International Law Often Happens Despite National Level Decision-Making (Or Lack Thereof)

International Law Often Happens Despite National Level Decision-Making (Or Lack Thereof)

International law sometimes happens, whether the President likes it or not and whether Congress likes it or not. When national actors make decisions intended to chart (or stymie) the course of international law, supra-state, sub-state and/or non-state actors may neutralize, or even contravene, the effect of their decisions. In this sense, Hari Osofsky’s final post, as well as Peter Spiro’s October 19 post on the Military Commissions Act, resonates with me.

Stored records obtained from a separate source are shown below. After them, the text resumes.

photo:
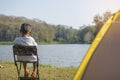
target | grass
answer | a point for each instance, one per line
(47, 72)
(9, 43)
(6, 43)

Consider the example that Hari Osofsky grappled with on Opinio Juris. The Bush Administration’s decision not to join the Kyoto Protocol is certainly not the end, or even the climax, of the climate change regulation narrative, and to focus on the decisions of national actors is to sever and ignore parallel transnational lawmaking processes that bluntly strive for, and are incrementally and imperfectly achieving, Kyoto-like goals. In addition to supra-national, national, state-based litigation, U.S. multinationals operating in Kyoto signatory countries are subject to local Kyoto-related emission targets, taxes and regulatory standards, forcing such companies to reassess their policies and practices abroad, which may impact practices within the U.S., as well. NGO’s not only collect information on environmental practices, but they have partnered with trade associations, inter-governmental organizations and investment funds to create incentives for corporations to reduce greenhouse gas emissions. The World Economic Forum has begun credentialing and monitoring companies for climate-change-related practices. Climate exchanges now allow members to trade emissions credits as long as members agree to phased, overall reductions in emissions levels. In addition to California’s recently adopted Kyoto-like legislation, several municipalities have created climate change protection programs, and in June 2005 the U.S. Conference on Mayors unanimously endorsed the U.S. Mayors Climate Protection Agreement, which requires municipalities to embrace Kyoto-like policies. Some of these efforts are slowly and incrementally changing behavior of both private and public entities.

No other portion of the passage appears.